Who has right over women’s property?
There have been many discussions about how the property of a male member is treated upon his demise. But, what really happens to the property of a woman in the Hindu Undivided Family?
The Hindu Succession Act, 1956 lays down the following-
According to the law, Hindu woman is the full owner of the immovable as well as the movable property she has acquired before and after the beginning of this act. The property which a woman has inherited, property received as a gift, received after property partition, a property that belongs in lieu of maintenance or arrears of maintenance, or she may have bought will be her full property. Everything she may have bought post marriage also remains her complete property and she has all the right to it.
It shall, however, not apply to any of the property that is acquired by the way of gift or under the will or under decree or order of a civil court or any other instrument or under an award where the terms of gift or award prescribe a restriction in such properties.
Upon the demise of the woman, wherein woman has not left a will behind, following is the usual course of law.
The prime preference is given to offspring, which includes kids of any pre-deceased son or daughter. Also, the husband is an equal preferred successor.
In absence of above, second preferred successors are heirs of the woman’s husband and parents are the third. It has been at times pointed out that law is unduly partial towards the patriarchy. But, the law doesn’t introduce exceptions as well.

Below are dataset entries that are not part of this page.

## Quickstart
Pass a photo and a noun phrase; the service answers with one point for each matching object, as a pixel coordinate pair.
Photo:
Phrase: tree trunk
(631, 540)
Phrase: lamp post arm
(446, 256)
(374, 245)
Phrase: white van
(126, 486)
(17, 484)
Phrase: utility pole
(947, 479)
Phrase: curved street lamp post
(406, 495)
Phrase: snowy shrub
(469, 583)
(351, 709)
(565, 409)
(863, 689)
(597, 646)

In Omprakash Versus Radhacharan Case in 2009, Supreme Court upheld the woman’s property should actually move to the husband’s heirs. This would, however, been difficult situation providing that woman was widowed within 3 months of the wedding and was turned out of the house of the husband. This, she lived with her own parents. Upon the death of the woman, the husband’s sister claimed her property as the law says that in absence of husband and kids, the next successors are husband’s heirs which include his sisters. Her wealth, however, was completely self-acquired and nothing was built while using her husband or the father-in-laws’ money. But, Supreme Court stuck to the law and property was transferred to husband’s heirs.

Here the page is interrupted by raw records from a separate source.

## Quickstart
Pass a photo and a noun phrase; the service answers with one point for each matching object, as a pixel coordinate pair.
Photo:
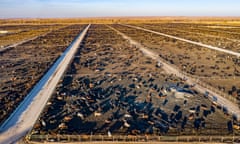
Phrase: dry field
(111, 88)
(22, 66)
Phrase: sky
(113, 8)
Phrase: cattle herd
(111, 88)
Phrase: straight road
(230, 106)
(185, 40)
(23, 118)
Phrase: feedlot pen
(112, 89)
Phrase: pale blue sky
(108, 8)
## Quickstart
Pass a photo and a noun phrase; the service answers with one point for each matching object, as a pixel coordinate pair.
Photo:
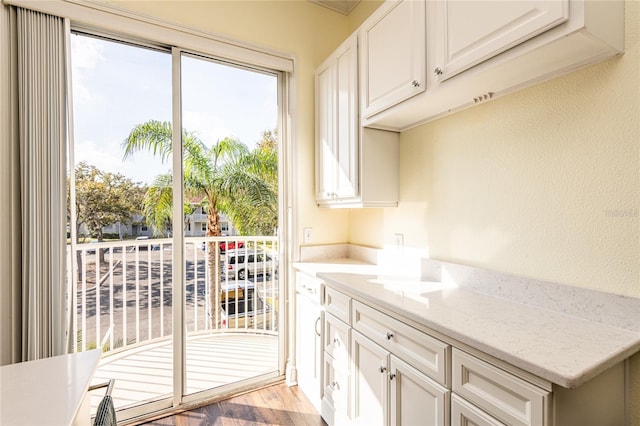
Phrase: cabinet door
(393, 56)
(335, 391)
(415, 399)
(470, 32)
(369, 381)
(347, 119)
(326, 140)
(337, 124)
(308, 347)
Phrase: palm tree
(208, 173)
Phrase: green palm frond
(158, 203)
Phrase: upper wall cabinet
(471, 32)
(392, 55)
(337, 124)
(479, 50)
(355, 167)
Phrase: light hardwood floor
(274, 405)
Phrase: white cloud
(209, 127)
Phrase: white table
(48, 391)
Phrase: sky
(116, 87)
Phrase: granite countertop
(564, 349)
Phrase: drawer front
(309, 287)
(337, 304)
(465, 414)
(336, 338)
(427, 354)
(501, 394)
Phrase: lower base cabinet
(415, 399)
(378, 372)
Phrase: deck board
(145, 373)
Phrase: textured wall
(543, 183)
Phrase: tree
(251, 189)
(104, 198)
(206, 175)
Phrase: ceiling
(340, 6)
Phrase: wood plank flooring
(274, 405)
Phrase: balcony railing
(124, 290)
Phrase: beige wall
(543, 183)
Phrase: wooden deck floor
(273, 405)
(145, 373)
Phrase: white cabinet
(369, 382)
(495, 391)
(337, 124)
(414, 398)
(480, 50)
(469, 32)
(392, 52)
(355, 167)
(335, 397)
(308, 336)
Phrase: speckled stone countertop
(564, 349)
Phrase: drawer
(336, 338)
(423, 352)
(337, 304)
(466, 414)
(309, 287)
(501, 394)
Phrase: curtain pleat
(42, 134)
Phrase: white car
(243, 263)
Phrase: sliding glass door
(230, 177)
(173, 219)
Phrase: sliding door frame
(118, 24)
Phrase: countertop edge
(567, 381)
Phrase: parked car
(243, 263)
(230, 245)
(224, 245)
(243, 307)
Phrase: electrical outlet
(307, 235)
(398, 241)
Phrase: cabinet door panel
(369, 382)
(416, 399)
(326, 141)
(499, 393)
(347, 119)
(472, 31)
(429, 355)
(393, 55)
(336, 338)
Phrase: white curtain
(33, 286)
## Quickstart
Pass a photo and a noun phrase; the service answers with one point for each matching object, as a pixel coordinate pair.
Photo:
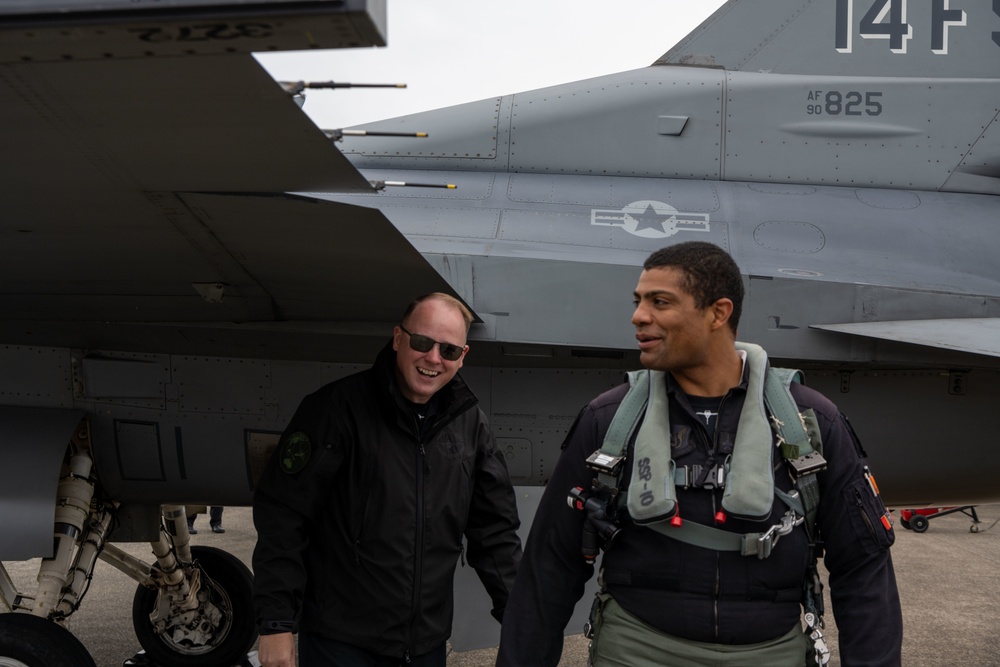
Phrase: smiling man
(710, 506)
(361, 512)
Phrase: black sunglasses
(421, 343)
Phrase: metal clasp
(810, 463)
(768, 539)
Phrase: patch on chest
(295, 452)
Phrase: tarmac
(947, 578)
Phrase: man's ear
(722, 309)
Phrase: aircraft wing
(973, 335)
(144, 188)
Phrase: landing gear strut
(193, 607)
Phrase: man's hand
(277, 650)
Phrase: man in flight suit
(664, 601)
(361, 512)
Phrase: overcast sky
(454, 51)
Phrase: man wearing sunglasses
(361, 513)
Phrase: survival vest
(769, 414)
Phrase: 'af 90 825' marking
(836, 103)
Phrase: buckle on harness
(605, 463)
(808, 464)
(768, 539)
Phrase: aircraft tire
(229, 585)
(31, 641)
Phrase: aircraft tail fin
(847, 37)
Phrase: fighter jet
(184, 256)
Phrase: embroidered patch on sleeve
(295, 451)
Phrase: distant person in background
(214, 520)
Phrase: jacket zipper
(864, 514)
(712, 446)
(418, 545)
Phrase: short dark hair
(445, 298)
(710, 274)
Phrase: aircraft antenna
(382, 185)
(296, 87)
(337, 135)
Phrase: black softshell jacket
(361, 545)
(700, 594)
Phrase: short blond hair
(445, 298)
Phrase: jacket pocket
(868, 517)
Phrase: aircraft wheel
(31, 641)
(219, 632)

2007 Law Commission, however, the report did society quite a favor. It was debated that makers of the law may not have taken such a scenario as an anomaly. Or, women with self-acquired property in 1956 were unheard of and thus the law was shortsighted. Thus, two exceptions were actually introduced. This would certainly help the situation by identifying the source of self-acquired property.

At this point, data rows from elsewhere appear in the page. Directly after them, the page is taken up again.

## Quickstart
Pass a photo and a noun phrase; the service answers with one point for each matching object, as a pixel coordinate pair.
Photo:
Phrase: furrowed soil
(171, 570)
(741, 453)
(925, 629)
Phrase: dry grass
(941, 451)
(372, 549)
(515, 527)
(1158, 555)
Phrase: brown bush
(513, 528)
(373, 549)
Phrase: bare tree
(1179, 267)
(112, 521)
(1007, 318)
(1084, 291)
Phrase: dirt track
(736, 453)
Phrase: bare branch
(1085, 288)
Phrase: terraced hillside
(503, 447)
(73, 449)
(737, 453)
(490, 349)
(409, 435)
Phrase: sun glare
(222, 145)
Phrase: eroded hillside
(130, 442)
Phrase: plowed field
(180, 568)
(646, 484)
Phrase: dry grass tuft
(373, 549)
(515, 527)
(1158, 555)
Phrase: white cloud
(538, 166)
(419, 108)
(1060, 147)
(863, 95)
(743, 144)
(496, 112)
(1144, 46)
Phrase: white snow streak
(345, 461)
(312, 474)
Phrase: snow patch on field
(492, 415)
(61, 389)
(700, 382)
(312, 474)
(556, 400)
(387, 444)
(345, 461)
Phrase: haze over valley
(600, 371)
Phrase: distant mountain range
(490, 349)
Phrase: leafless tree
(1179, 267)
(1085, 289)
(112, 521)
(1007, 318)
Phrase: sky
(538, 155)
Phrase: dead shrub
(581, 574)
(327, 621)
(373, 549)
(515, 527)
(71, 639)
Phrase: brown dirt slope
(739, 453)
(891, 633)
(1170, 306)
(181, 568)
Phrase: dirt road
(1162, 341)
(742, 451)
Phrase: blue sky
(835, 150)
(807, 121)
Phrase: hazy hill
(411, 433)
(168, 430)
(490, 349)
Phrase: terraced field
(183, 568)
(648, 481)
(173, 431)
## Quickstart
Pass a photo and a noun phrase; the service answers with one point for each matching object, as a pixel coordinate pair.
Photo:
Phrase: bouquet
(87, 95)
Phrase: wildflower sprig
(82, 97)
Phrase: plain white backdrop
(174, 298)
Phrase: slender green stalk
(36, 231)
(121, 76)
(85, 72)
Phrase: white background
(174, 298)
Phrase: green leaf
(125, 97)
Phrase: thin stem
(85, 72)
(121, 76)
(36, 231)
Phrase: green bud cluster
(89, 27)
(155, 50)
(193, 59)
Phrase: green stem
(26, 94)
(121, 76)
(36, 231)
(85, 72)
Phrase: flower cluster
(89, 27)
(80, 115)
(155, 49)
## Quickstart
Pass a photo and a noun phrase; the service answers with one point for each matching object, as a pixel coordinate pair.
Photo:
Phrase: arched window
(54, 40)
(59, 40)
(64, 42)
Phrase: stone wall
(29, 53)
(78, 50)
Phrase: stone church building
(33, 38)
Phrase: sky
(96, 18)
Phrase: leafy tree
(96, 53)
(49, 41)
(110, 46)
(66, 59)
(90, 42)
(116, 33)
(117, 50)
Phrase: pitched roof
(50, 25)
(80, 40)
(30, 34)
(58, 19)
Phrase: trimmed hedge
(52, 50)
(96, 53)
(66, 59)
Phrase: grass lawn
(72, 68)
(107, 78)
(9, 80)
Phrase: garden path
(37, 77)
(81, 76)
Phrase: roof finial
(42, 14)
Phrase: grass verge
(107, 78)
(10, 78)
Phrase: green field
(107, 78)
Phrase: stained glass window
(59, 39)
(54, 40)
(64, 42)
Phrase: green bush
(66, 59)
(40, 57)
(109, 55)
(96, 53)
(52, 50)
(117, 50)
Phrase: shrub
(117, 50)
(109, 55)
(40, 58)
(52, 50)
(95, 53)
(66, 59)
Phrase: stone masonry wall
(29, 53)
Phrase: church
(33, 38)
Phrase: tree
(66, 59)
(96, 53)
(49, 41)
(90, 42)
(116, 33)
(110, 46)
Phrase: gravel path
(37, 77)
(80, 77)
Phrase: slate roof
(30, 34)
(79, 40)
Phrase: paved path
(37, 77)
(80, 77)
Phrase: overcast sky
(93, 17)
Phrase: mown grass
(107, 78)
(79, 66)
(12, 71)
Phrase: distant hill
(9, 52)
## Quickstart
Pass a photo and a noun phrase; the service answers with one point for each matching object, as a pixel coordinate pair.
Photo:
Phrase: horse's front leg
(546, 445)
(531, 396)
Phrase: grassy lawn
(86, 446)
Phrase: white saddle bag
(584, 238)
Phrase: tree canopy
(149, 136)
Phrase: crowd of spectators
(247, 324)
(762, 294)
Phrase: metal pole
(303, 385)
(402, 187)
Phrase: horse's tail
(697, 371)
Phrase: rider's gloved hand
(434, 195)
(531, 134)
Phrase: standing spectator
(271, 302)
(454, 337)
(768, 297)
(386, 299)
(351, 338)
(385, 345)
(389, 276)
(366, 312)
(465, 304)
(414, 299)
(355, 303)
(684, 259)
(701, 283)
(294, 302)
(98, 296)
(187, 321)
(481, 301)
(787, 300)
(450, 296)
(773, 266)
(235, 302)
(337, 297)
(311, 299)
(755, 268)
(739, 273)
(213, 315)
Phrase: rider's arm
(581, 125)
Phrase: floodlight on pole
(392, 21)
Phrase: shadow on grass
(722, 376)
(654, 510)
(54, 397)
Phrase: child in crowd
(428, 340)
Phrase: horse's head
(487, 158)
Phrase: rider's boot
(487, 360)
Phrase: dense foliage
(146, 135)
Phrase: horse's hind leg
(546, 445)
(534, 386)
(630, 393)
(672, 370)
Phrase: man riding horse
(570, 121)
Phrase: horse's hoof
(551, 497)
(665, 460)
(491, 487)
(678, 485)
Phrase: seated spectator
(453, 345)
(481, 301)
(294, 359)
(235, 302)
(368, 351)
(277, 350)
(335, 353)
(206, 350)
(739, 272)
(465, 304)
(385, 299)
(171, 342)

Primarily, any property that is inherited by the female Hindu from her mother or father shall devolve in absence of any daughter or son of deceased which includes kids of any pre-deceased daughter or son not upon the other heirs referred to sub-section (1) in the order specified therein but upon the heirs of the father.
Secondly, property inherited by the female Hindu from her husband or from father-in-law shall actually devolve, in absence of any daughter or son of the deceased including kids of any predeceased daughter or son not upon other heirs referred to the sub-section (1) order to specify therein certainly upon the heirs of the husband.
With this provision, it does become clear that property of a woman in a similar case would actually be treated on the base of the source of acquisition of such property.
The fourth preferred is provided to the heirs of father and lastly, in absence of heirs, it can be claimed rightfully by heirs of the mother.